In normal traffic, almost no sessions are malicious. Compute a baseline on the assumption there are no Bad Actor rows.

In [48]:
baseline = label.copy()
baseline.values[:] = 0
compute_confusion(label, baseline)

accuracy: 0.9989184512221502 precision: 0.0 recall 0.0


(0.9989184512221502, 0.0, 0.0, 0, 0, 9236, 10)

# Conclusion
In a series of five related experiments, I explored an approach for distinguishing malicious sessions from innocent sessions and demonstrated its effectiveness.

The initial bag-of-transactions approach was extremely successful, with high accuracy and recall of almost 85%.
Adding session time features slightly improved recall at a tiny cost in precision.

Finally, using partial sessions did not greatly impair the performance of the algorithm, showing that the algorithm may be resilient enough for use in live traffic.

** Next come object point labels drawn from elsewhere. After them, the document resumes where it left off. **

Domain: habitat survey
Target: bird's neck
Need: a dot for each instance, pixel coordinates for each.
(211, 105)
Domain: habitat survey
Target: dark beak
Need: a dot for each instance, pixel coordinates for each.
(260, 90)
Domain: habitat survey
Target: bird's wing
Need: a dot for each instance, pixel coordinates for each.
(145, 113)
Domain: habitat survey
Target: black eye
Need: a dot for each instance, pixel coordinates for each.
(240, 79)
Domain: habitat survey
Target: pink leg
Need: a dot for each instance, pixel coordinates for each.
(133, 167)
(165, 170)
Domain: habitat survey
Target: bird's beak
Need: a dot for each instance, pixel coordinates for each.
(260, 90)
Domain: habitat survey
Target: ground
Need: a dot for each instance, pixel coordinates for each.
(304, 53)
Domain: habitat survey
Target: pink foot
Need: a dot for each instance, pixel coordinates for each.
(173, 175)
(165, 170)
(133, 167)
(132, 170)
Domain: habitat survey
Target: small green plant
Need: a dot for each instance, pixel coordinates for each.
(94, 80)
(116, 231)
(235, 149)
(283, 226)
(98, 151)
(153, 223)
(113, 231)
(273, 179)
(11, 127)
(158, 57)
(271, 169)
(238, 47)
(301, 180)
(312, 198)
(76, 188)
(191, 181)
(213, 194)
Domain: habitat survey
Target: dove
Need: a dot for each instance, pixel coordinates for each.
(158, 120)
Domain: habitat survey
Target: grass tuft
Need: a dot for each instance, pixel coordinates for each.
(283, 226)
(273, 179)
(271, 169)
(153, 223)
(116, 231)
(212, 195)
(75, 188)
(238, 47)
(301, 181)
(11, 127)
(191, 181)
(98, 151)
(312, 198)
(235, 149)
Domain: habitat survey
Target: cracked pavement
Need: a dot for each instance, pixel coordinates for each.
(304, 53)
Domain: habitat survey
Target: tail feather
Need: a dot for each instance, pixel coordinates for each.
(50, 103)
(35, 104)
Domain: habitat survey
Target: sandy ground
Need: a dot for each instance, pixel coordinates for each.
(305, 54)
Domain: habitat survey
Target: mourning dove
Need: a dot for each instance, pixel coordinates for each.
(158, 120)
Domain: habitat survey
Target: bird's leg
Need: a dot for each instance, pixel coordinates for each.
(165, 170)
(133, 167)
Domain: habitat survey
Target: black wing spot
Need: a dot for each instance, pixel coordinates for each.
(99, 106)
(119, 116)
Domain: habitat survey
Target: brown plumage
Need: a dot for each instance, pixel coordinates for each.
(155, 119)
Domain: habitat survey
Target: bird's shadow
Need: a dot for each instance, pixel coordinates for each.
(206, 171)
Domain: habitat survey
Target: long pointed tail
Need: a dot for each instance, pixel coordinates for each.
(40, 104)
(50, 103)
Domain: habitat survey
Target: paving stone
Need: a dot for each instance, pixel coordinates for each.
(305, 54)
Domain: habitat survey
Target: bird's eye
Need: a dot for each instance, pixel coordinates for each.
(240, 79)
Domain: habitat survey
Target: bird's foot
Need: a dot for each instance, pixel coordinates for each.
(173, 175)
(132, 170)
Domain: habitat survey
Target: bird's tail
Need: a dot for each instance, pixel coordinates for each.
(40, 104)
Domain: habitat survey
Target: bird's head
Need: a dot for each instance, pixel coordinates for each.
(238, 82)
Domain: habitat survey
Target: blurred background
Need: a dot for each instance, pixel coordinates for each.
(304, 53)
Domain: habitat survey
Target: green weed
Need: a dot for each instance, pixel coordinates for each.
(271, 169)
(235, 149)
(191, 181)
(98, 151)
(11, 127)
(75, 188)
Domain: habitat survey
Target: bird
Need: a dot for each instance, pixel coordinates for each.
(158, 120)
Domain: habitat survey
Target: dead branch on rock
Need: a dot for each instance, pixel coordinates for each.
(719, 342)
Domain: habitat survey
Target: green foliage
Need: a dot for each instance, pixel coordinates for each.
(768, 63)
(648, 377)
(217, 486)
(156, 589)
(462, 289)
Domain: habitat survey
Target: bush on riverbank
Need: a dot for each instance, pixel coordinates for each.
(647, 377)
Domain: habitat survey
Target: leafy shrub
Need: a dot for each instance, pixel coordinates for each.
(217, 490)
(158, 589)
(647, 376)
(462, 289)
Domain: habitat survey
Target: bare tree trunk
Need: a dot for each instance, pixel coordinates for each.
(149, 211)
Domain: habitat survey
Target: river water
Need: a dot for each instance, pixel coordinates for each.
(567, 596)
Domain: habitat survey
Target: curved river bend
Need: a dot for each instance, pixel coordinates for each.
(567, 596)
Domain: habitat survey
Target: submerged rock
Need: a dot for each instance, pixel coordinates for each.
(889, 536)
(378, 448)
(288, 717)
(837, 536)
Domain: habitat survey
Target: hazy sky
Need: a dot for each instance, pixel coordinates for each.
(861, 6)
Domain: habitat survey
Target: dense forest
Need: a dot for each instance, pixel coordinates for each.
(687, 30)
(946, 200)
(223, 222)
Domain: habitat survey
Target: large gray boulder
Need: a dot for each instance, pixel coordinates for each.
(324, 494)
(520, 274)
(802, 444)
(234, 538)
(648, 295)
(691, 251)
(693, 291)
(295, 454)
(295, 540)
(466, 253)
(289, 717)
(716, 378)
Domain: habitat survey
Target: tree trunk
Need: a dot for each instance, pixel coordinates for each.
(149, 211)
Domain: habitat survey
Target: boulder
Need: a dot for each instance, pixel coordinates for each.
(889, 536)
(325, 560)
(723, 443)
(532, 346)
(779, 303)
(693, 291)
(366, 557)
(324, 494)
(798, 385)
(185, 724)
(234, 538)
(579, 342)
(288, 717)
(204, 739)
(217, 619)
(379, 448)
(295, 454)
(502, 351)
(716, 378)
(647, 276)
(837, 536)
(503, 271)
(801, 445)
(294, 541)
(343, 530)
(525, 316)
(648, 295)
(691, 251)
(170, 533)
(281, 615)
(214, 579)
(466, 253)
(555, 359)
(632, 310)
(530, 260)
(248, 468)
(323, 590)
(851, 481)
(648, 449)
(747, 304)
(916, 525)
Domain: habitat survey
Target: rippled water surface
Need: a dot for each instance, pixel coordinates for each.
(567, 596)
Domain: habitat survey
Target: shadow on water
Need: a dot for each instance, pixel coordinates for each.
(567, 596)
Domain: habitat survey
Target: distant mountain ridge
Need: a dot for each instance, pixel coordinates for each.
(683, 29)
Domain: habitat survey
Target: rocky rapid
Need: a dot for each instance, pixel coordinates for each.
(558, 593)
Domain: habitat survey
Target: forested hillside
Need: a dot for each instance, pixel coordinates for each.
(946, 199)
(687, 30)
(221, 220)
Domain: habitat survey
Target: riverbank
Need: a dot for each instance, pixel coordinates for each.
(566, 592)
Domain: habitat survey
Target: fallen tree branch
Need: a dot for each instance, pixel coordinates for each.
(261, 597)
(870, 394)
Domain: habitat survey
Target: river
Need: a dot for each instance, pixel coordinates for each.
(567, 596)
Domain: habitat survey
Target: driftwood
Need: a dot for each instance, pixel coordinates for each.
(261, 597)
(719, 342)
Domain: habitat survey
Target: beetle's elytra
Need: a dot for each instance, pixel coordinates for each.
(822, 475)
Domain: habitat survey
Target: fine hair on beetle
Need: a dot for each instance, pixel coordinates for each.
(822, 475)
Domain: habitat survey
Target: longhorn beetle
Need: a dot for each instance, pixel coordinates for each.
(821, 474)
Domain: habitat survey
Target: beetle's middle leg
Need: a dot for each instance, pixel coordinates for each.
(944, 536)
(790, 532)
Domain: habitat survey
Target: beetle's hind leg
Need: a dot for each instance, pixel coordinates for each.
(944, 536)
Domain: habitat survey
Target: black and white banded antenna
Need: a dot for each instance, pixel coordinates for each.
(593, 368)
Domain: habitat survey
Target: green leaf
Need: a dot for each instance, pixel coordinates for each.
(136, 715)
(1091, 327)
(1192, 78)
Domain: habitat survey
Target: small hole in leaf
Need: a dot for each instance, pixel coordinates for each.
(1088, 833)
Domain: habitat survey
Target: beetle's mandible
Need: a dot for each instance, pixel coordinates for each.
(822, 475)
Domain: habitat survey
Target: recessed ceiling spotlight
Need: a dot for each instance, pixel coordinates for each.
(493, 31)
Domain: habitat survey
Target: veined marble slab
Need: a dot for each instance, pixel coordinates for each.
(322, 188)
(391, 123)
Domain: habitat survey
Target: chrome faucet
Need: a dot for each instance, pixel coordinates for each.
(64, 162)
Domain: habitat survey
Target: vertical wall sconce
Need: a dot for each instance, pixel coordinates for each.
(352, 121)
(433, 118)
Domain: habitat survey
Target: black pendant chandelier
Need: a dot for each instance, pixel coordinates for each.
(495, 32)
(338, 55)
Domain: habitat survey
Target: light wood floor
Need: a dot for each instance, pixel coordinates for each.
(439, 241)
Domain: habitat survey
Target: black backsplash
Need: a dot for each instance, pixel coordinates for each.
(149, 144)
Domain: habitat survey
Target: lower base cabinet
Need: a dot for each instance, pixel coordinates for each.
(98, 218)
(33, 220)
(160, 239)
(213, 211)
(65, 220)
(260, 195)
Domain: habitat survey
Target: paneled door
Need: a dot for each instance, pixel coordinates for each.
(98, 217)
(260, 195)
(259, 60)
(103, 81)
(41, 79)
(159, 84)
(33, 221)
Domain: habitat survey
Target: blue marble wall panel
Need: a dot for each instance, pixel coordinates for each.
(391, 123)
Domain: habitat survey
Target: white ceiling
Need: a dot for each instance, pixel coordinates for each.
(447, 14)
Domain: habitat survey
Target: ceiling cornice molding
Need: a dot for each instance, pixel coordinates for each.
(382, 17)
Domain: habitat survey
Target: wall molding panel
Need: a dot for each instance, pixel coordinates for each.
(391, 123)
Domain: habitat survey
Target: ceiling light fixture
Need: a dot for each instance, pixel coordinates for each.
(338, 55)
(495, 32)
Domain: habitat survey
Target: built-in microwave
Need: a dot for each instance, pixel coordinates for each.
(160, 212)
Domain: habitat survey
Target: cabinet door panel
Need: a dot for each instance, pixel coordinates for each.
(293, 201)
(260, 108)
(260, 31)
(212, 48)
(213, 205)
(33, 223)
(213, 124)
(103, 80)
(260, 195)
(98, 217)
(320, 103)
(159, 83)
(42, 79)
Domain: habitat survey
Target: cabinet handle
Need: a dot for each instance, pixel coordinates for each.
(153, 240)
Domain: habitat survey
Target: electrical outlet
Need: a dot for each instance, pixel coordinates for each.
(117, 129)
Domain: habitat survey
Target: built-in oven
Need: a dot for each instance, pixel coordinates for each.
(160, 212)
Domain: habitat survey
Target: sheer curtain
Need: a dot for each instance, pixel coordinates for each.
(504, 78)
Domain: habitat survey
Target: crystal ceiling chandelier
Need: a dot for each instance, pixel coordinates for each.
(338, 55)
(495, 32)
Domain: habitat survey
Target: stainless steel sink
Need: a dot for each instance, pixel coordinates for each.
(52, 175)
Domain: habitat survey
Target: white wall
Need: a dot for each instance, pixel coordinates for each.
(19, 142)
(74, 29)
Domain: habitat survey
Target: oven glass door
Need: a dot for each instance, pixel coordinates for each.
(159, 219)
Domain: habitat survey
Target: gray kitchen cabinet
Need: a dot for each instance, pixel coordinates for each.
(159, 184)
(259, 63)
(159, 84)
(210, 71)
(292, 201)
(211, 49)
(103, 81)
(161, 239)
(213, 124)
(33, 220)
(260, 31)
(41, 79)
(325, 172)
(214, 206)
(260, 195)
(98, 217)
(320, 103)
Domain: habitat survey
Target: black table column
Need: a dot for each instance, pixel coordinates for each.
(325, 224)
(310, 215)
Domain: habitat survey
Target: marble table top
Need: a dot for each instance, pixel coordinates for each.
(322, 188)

All experiments performed much better than the baseline assumption that there is no attack traffic.

# Remaining work

1. Fix wait_for_endpoints.
1. Move TrainingHelper and the other helpers into the JupyterHelper package
1. Final cleanup so that there's a single panel that runs everything start to finish.
    - consider creating a DataHelper class to move some of that stuff out
1. Finish writing the batch test driver so that it prints a comparison of the results of the experiments
1. Go back and add back the session-timing results that we seem to have dropped out of this architecture
    - this might mean having to have a separate notebook
    - consider combining the flatten method with the grouping approach, or putting an 'if' so that flatten only drops the sess_col when it's there.
1. Review the rubric, correct, and submit.